10. Mettre l’accent sur les puissances qui s’élaborent et se jouent entre les êtres, là où s’esquissent effectivement de nouveaux possibles, me semble une manière efficace de tenir en échec une certaine prétention du pôle « politique » à revendiquer le monopole de l’accès au réel et au vrai. Ce pseudo-réalisme mutilant est profondément ancré dans nos habitudes de pensée et de discussion. Il agit comme un fantasme unitaire et protecteur dans de nombreux milieux artistiques, militants et académiques en mal de consistance. Il fait l’effet d’une misplaced concretness, d’une concrétude mal placée pour reprendre l’expression d’Alfred N. Whitehead, où la référence au politique agit trop souvent comme une sorte de sceau de validation, un signifiant vide qui produit de la réalité certifiée conforme. Il est difficile de se soustraire à ce conformisme du tout politique, qui sur-joue ses effets de gravité, ou plutôt d’aggravation. Cela ne signifie évidemment pas de cautionner je ne sais quel jovialisme. Le poids du réel politique demeure et doit être pris en charge. Mais j’aime l’idée guattarienne selon laquelle l’artiste est une sorte d’écologiste du virtuel qui se consacre à la promotion et à la prolifération d’espèces incorporelles. Cela suppose de savoir reconnaître et prendre soin de nos mouvements ascensionnels, et d’entretenir collectivement nos dispositions à l’envol et aux compositions fugitives. Apprendre à cultiver ensemble des arts de vivre idiorythmiques, dirait Barthes. Car ces mouvements sont fragiles et varient énormément d’un individu ou d’un collectif à l’autre. La pensée dite critique a souvent tendance à sous-estimer l’importance de cette dimension de propulsion affective ou à invariablement la plomber par négligence, c’est-à-dire en la prenant pour acquis.
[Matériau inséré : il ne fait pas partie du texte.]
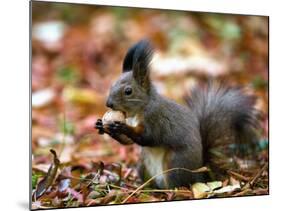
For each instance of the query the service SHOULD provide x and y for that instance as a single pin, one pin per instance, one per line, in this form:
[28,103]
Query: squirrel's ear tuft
[138,60]
[139,54]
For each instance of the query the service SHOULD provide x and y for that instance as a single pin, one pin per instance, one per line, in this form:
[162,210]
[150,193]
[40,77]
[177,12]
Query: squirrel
[173,135]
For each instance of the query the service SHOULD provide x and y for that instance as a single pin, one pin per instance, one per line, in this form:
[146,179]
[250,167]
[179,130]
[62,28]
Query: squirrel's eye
[128,90]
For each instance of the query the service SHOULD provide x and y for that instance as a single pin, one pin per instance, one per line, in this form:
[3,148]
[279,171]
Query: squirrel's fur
[173,135]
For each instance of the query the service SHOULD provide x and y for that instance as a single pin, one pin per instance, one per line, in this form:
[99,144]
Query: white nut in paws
[111,116]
11. Moins on croit au monde et à la possibilité d’habiter les plis et les replis de la matière, plus il est difficile d’assumer une présence capable de résister à la tentation de se fondre en une identité Une, ou de se dissoudre sans reste dans les flux communicationnels et médiatiques. Car ton âme se définit précisément du risque de la perdre. Elle peut aussi être sauvée. L’âme et ses incessantes mises au foyer. Entends-tu le silence hors-ligne? Avoir une âme, c’est être aux prises avec le problème d’habiter son présent. Avec lenteur et de toute éternité. «Dans la patience, acquiert ton âme.» (Luc, 21:19) Certaines pratiques y sont plus propices que d’autres.
L’âme telle qu’elle est ici comprise n’a rien de substantiel, si par là on entend qu’elle comporterait une sorte de noyau stable et immuable auquel il suffirait de se tenir et de revenir. Si elle est essentielle, c’est au sens dynamique et monadologique du terme, en ce qu’elle désigne un minima d’appartenance, un seuil de localité, une vulnérabilité différentielle – l’intériorité expressive d’un pli.[18] Dans le langage technique du pragmatisme spéculatif, « l’âme est un mode de fonctionnement qui arrive à l’occasion, pas la vérité ultime de notre expérience ».[19] Comme l’a souligné Whitehead avec sa sobriété et sa rigueur usuelles, nous devenons des âmes. Ce qui revient à dire que les âmes, comme les longueurs d’onde, vivent d’être (collectivement) instaurées.
12. Leibniz décrit l’âme comme une monade sans porte ni fenêtre et pleine de plis obscurs, qui « tire d’un fond sombre toutes ses perceptions claires[20] » et qui, malgré qu’elle ne puisse sortir d’elle-même, est en relation de résonance avec les autres monades qui composent l’univers. C’est une image de pensée qui, mise en relation avec l’idée d’un commun sauvage et imaginal, me semble de la plus grande pertinence. Je me propose de la décliner en une série de quatre exercices immanentistes d’auto-virtualisation en vue d’entretenir notre disposition à la vibrante opacité.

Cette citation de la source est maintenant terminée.